Die Szenerie ist Anfangs leider etwas steril. Die pikfein hergerichtete Turnhalle – glänzende Kronleuchter, frisch geschliffener Holzboden, Polsterstühle aus dem Vintage-Laden, dazu etwas reserviertes Kulturpublikum – nicht gerade das perfekte Setting für fransigen und schweisstreibenden Afro-Funk-Groove. Aber drauf gepfiffen. Auch ich trage einen frischen Pullover und «was nicht ist, kann ja noch trinken», bemerkt Beni zu recht und wir warten auf die Band.
Vaudou Game betritt die Bühne, begrüsst Bern und Sänger Solo macht gleich darauf aufmerksam, dass getanzt werden darf, sollte man den Drang dazu verspüren. Ich schaue zu Beni rüber und wir sind uns einig: Jetzt muss was kommen. Das hat immer sowas «Räum dein Zimmer auf!» – mässiges, aber die Band wurde wohl gewarnt: Achtung, Bern hat einen Stock im Allerwertesten.
Naja, Vorurteile eben – langweilig eigentlich – aber so ists halt. Vielleicht handelt es sich bei dieser Ansage auch um «die Rache des Italieners», hat mal jemand im Magazin schön beschrieben.

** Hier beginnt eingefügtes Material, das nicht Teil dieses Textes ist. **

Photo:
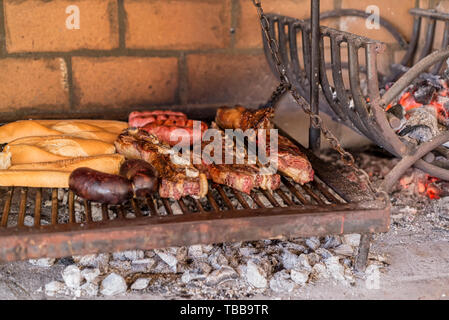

Wer kennt den Moment nicht, wenn wir in der Pizzeria vom Kelner auf italienisch angesprochen, uns entweder mit fürchterlichem Akkzent blossstellen – oder aber auf Deutsch gebärden und somit erklären müssen. Ein Wimpernschlag Genugtuung, Fair enough nach jahrzehntelanger Ausbeutung an Maurerkelle und Asphaltiermaschine, oder?
Das wäre auf Musik übertragen, dann in etwa: «He, wir machen Tanzmusik und wenn du dich nicht bewegst, dann offenbarst du dich als verknorzter Europäer.» und ganz ehrlich, auch das gehört uns ja eigentlich.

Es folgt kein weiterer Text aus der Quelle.